The Fast and the Dead - Day 17

Ben ran into the eroded hulk slowly, raising an ear-piercing grinding squeal as the metal undercarriage of the wreck broke and dragged across the pavement. Once he’d gotten it pushed out of their way, he drove around it and headed off down the highway and away from the Core.

They’d gone about fifty meters when their tires blew.

“Oh no. Oh crap.” Ben started sweating. After all that noise, it couldn’t be long until they had company.

“The highway’s raised here, it’ll take a long time for anything to get to us,” Claire said. There was an edge to her tone that suggested she was reassuring herself as much as him.

He let the car roll to a stop and let his head hit the steering wheel, then just sat there. Claire sat and looked at him a moment. “What…”

Ben got out and walked around behind the car. There, stretched across the width of the road, difficult to see from the car in the growing twilight, a long chain of tire spikes like the police used to use. “Where’s a tank when you need one?” Ben asked. Claire didn’t respond, instead moving over to the edge of the highway and peering down to the road below.

“There’s a few starting to gather, but they can’t get up here.” She looked almost … relaxed. Or maybe resigned.
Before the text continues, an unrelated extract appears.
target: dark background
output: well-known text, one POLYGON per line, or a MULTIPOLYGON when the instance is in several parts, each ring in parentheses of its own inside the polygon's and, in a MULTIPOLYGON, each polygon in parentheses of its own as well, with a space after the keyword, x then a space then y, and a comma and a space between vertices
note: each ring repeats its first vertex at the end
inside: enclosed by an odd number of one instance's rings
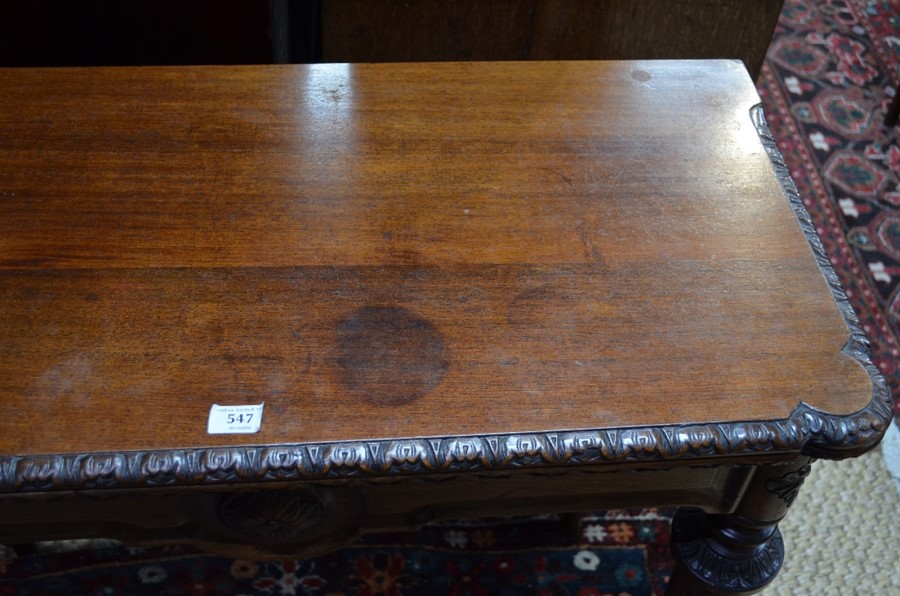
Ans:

He joined her at the edge and looked down and out in all directions. There weren’t nearly as many here. He judged there probably wouldn’t be another huge horde. He also planned to be far away before he could verify whether he was right or wrong.
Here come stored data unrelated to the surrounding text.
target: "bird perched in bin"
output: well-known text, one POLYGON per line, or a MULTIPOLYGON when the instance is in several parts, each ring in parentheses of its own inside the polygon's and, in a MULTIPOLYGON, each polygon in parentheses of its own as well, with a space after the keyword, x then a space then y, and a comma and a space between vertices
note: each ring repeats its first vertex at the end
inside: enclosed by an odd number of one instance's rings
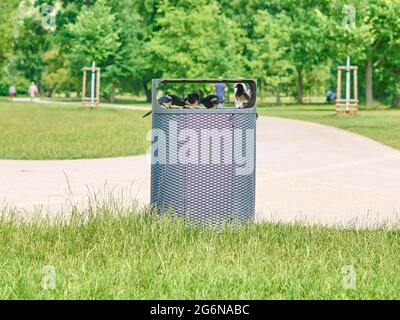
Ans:
MULTIPOLYGON (((172 106, 177 106, 177 107, 184 107, 185 106, 185 101, 181 98, 178 97, 175 94, 166 94, 165 96, 162 96, 158 99, 158 103, 160 106, 164 108, 171 108, 172 106)), ((147 112, 143 118, 149 116, 151 114, 151 110, 147 112)))
POLYGON ((165 108, 171 108, 172 106, 184 107, 185 101, 174 94, 166 94, 158 99, 158 103, 165 108))
POLYGON ((204 105, 207 109, 216 108, 218 104, 221 103, 220 99, 215 94, 209 94, 200 100, 200 103, 204 105))
POLYGON ((184 98, 184 108, 198 108, 200 103, 200 95, 196 92, 188 93, 184 98))
POLYGON ((245 84, 237 83, 234 88, 236 108, 247 108, 250 102, 251 93, 246 89, 245 84))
He sighed and looked at the car. The tires were shredded, and service stations weren’t of much use these days. “Driving like this will destroy the wheels fast,” he said.

“Maybe, but we can’t stay here all night. They’re slow, but they’ll get here eventually.”
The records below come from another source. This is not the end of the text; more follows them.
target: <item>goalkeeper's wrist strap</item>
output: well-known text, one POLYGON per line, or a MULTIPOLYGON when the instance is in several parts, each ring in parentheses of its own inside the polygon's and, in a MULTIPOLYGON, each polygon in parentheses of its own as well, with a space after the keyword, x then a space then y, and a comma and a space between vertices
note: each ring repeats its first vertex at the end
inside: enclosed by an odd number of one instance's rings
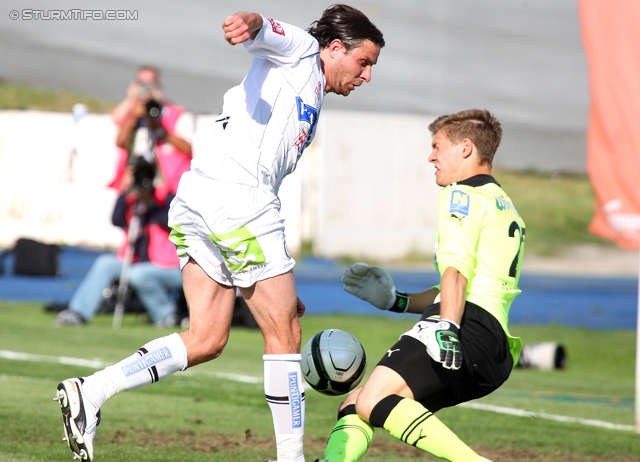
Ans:
POLYGON ((453 322, 451 319, 442 318, 440 319, 440 322, 447 322, 450 325, 454 326, 456 329, 458 329, 458 331, 460 331, 460 326, 457 323, 453 322))
POLYGON ((406 313, 409 309, 409 295, 405 292, 398 292, 396 290, 396 299, 393 302, 389 311, 393 311, 394 313, 406 313))

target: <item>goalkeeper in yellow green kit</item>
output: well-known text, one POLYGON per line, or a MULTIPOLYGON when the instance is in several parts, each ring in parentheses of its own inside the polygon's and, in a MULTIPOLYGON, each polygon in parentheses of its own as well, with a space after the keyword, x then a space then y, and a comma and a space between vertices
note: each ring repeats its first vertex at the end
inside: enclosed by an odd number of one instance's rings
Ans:
POLYGON ((472 109, 441 116, 429 162, 436 168, 440 284, 406 294, 382 268, 357 263, 347 292, 382 310, 421 313, 340 406, 325 461, 360 459, 382 427, 405 443, 453 462, 487 461, 434 413, 485 396, 509 377, 520 339, 507 327, 518 289, 525 225, 491 176, 500 122, 472 109))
He looked back at the chain of tire spikes. There was no rust, he noticed, no worn-away paint to speak of. They’d been put down relatively recently.

“You’re right,” he said. “Let’s go. We’ll keep going till the wheels won’t go anymore.”

They’d gone about a kilometer, roughly a third of the way to the next exit, when they started spotting cars on the road again. They were in as good condition as the ones used for barricades had been; they hadn’t seen a living passenger for many years and the weather had taken its toll.

The wheels made a horrible amount of noise as they ground along the road, but the highway was still raised, and remained so for some time if Ben remembered correctly, so he tried not to worry about it. It wasn’t easy; if this day had taught him anything it was that silence really was golden.

Another loud, painful kilometer later, they stopped. They still had almost a kilometer left to go, but no more road to get there; instead there was just a great sea of ruined cars blocking their way. “Well,” he said, a lump in his throat as he peered into the growing darkness. “I guess we walk.”